The Good Doctor

by 21cstories

Review of play ‘The Good Doctor’

Watching a classic master’s play is like listening to a soul stirring melody, an experience that moulds the recipient’s sensibilities toward what is most basic and human. Neil Simon’s ‘The Good Doctor’, based upon Anton Chekhov’s short stories (Chekhov was trained as a doctor), is one such enthralling experience. Directed by Salim Ghouse, the play is an ensemble of six short pieces that entertain and ennoble with their directness and focus on human frailties, eccentricities and simpleminded wisdom.

Human frailties

The first piece, ‘Sneeze’ (based on ‘The Death of a Government Clerk’ by Chekhov), is a tragic-comedy of a small officer, Ivan (Salim Ghouse), who sits in a theatre gazing through the opera glass, “at the acme of bliss”, as Chekhov writes in the original story. What brings him down from bliss to ruin in a matter of two days is his loud sneeze that accidently spatters the bald head of a high ranking official from a different ministry, who makes light of it and ignores the accident. The simpleminded Ivan, fearful and terrified, fails to understand the harmless nature of his act, and brings ruin upon himself. In this piece, the theatre scene, when the actors play the ‘audience’ of the opera, is most amusing, as it creates two sets of audience, one fake and one real, facing each other!

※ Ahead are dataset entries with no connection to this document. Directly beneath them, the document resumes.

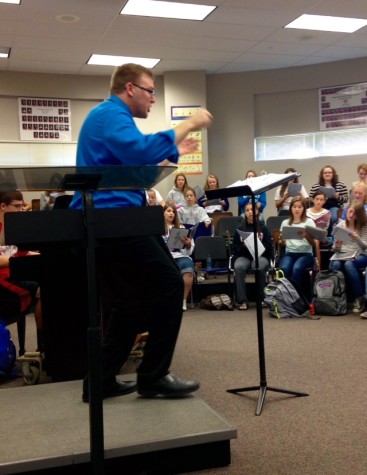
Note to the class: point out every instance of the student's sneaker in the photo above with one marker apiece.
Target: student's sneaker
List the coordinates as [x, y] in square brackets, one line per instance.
[358, 305]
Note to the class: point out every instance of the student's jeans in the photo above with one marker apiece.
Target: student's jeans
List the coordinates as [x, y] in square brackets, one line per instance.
[351, 270]
[293, 264]
[241, 266]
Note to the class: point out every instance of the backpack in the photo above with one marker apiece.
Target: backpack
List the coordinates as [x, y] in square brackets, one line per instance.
[7, 353]
[284, 299]
[329, 291]
[216, 302]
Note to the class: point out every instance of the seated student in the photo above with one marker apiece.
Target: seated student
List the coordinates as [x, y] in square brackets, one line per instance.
[216, 205]
[176, 195]
[321, 217]
[181, 256]
[260, 199]
[283, 198]
[192, 213]
[48, 198]
[317, 212]
[362, 174]
[298, 252]
[358, 193]
[243, 258]
[330, 183]
[18, 296]
[356, 223]
[154, 198]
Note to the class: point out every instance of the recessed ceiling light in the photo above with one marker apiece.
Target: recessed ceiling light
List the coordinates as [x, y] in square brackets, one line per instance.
[109, 60]
[327, 23]
[181, 11]
[66, 18]
[4, 52]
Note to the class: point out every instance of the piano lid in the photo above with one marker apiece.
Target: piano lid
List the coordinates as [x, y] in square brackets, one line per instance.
[252, 186]
[82, 178]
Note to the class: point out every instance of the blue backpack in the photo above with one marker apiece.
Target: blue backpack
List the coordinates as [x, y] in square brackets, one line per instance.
[284, 300]
[7, 353]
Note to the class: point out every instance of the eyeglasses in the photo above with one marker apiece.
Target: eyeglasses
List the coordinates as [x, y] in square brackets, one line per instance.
[18, 206]
[149, 91]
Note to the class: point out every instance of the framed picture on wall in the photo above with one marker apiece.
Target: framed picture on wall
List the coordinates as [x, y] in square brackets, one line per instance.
[38, 116]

The Governess (based on ‘The Ninny’) is about a clever but sympathetic housewife (Garima Arora) who plays a trick on her meek and timid maid Yulia (Anita Salim) by deducting most of her salary on dubious and arguable accounts. Yulia’s simplicity and modesty win the day for her. While the play ends at a low note here, the original story has the housewife ponder how easy it is to be strong in this world.

The other pieces in the play likewise reveal their characters in their complete humanness. ‘The Seduction’ reveals the softer side of Pyotr Semyonych (an excellent performance by Salim Ghouse) who calls himself the greatest seducer of wives in the world, and wants to teach the audience a few trick of his trade. ‘The Audition’ takes the audience from hilarious raptures to the ultimate tragedy of life in a few seconds of an audition act by an aspiring actress (Anita Salim). ‘The Defenceless Creature’ sees a tragedy struck woman (Garima Arora) throw her rage, venom and fire on a gout stricken bank officer (Salim Ghouse) and his staff, and get away with the money she had come for, though in a wrong office. And finally, in the ‘The Arrangement’, a liberal father takes his adolescent son to a prostitute on his birthday to initiate him into manhood. The jitteriness of the young boy about to have his first time with a real girl is a real thing.

The Writer speaks

The six pieces are interconnected together by the character of the ‘Writer’ (Anton Chekhov played by Salim Ghouse) who takes the audience through his life journey, asking what he wished to do as a child. The answer is provided at the end, again after a question thrown to the audience. The Writer, through his interaction, makes the audience a very integral part of the play; a very amusing experience. In the Seduction piece, at the most pregnant moment of the story, when the character is to make a scripted choice of either walking back or carrying forward, he actually turns to the audience for their prompt (again scripted? but then how do we know!), and then makes his choice. A very cleverly plotted play this is.

The direction is faultless as the stories retain their focus, and the audience is kept on the toes throughout. The sets are minimal, some chairs and boxes, and a bed which was not required. The dresses bring out the Russian setting. Among the performers, KC Shankar easily brings out the laughs, though his actions are somewhat jerky. Anita Salim speaks her lines in a style which is her own. Garima Arora (in The Defenceless Woman) makes large movements, but delivers the required intensity. The 30+ generation will fondly remember Salim Ghouse, a multi-faceted personality, from his ‘Subaha’ teleserial days, and he doesn’t really have to make any effort to act; just talk and deliver the lines, and the rest gets done.

The play leaves the audience spellbound, and the amount of clapping heard after the performance was loud, clear and unstoppable. The stories awaken and bring out the compassion and love that lies in each one of us. A not-to-be-missed play.